Был только один государственный деятель во всей английской истории, кого кто-либо выразил малейшее желание увидеть — Оливер Кромвель, с его прекрасным, откровенным, грубым, прыщавым лицом и хитрой политикой; и один энтузиаст, Джон Баньян, бессмертный автор «Пути паломника». Казалось, что если бы он вошел в комнату, за ним последовали бы сны, и что каждый человек кивал бы под своим золотым облаком, «близко к небесам», навесом, столь же странным и величественным, как любой у Гомера.

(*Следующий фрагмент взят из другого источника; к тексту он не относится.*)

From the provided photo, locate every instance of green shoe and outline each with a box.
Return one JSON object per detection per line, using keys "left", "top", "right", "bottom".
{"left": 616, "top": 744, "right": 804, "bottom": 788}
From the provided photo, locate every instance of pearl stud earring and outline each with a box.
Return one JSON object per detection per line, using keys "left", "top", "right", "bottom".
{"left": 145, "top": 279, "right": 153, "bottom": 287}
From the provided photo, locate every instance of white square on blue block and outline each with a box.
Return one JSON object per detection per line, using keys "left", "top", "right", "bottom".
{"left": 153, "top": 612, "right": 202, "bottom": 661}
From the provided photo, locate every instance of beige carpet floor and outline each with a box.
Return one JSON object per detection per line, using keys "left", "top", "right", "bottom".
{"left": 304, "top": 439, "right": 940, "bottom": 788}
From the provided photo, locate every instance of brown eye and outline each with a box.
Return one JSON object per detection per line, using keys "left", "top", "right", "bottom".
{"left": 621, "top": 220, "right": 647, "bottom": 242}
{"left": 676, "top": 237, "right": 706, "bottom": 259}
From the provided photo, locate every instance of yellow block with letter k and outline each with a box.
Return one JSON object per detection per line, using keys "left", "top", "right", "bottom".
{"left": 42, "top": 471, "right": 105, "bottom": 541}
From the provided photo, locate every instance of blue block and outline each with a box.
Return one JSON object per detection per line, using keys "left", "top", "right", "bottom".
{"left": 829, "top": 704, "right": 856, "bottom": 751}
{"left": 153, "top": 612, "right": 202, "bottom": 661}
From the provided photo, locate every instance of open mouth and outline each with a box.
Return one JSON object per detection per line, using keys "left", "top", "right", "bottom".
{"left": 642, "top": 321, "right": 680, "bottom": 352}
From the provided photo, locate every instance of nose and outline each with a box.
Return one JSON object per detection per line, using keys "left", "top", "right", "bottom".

Из всех лиц, близких к нашему времени, имя Гаррика было встречено с наибольшим энтузиазмом, который был предложен Бэрроном Филдом. Он вскоре вытеснил и Хогарта, и Генделя, о которых говорили, но это было при условии, что он будет играть в трагедии и комедии, в пьесе и фарсе, «Лире» и «Уайлдэре» и «Абеле Драггере». Какое зрелище для больных глаз это было бы! Кто не расстался бы с годовым доходом, по крайней мере, почти с годом своей естественной жизни, чтобы присутствовать на нем? Кроме того, поскольку он не мог играть один, а декламации — вещи неудовлетворительные, какой отряд он должен был бы привести с собой — серебряноголосого Барри, и Куина, и Шутера, и Уэстона, и миссис Клайв, и миссис Причард, о которых я слышал от своего отца, как о такой большой любимице, когда он был молод. Это было бы действительно воскрешение мертвых, восстановление искусства; и тем более желательно, поскольку таков скрытый скептицизм, смешанный с нашим чрезмерным восхищением прошлым совершенством, что хотя у нас есть речи Берка, портреты Рейнольдса, сочинения Голдсмита и разговоры Джонсона, чтобы показать, что люди могли делать в тот период, и подтвердить всеобщее свидетельство достоинств Гаррика; однако, поскольку это было до нашего времени, у нас есть свои сомнения, как будто он был, вероятно, в конце концов, немногим лучше актера с ярмарки Варфоломея, наряженного играть Макбета в алом сюртуке и кружевной треуголке. Я бы хотел увидеть и услышать своими собственными глазами и ушами. Конечно, по всем рассказам, если кто-то когда-либо был тронут истинным актерским æstus, это был Гаррик. Когда он следовал за Призраком в «Гамлете», он не ронял меч, как большинство актеров, за кулисами, а держал острие поднятым весь путь, настолько он был одержим идеей или так боялся хоть на мгновение упустить из виду свою роль. Однажды на великолепном званом обеде у лорда —— они внезапно потеряли Гаррика и не могли представить, что с ним стало, пока их не привлекли к окну судорожные крики и взрывы смеха молодого негритенка, который катался по земле в экстазе восторга, видя, как Гаррик имитирует индюка во дворе, с выпяченными сзади фалдами сюртука и в кажущемся трепете пернатой ярости и гордости. Из нашей компании только два человека видели британского Росция; и они казались такими же готовыми, как и остальные, возобновить знакомство со своим старым любимцем.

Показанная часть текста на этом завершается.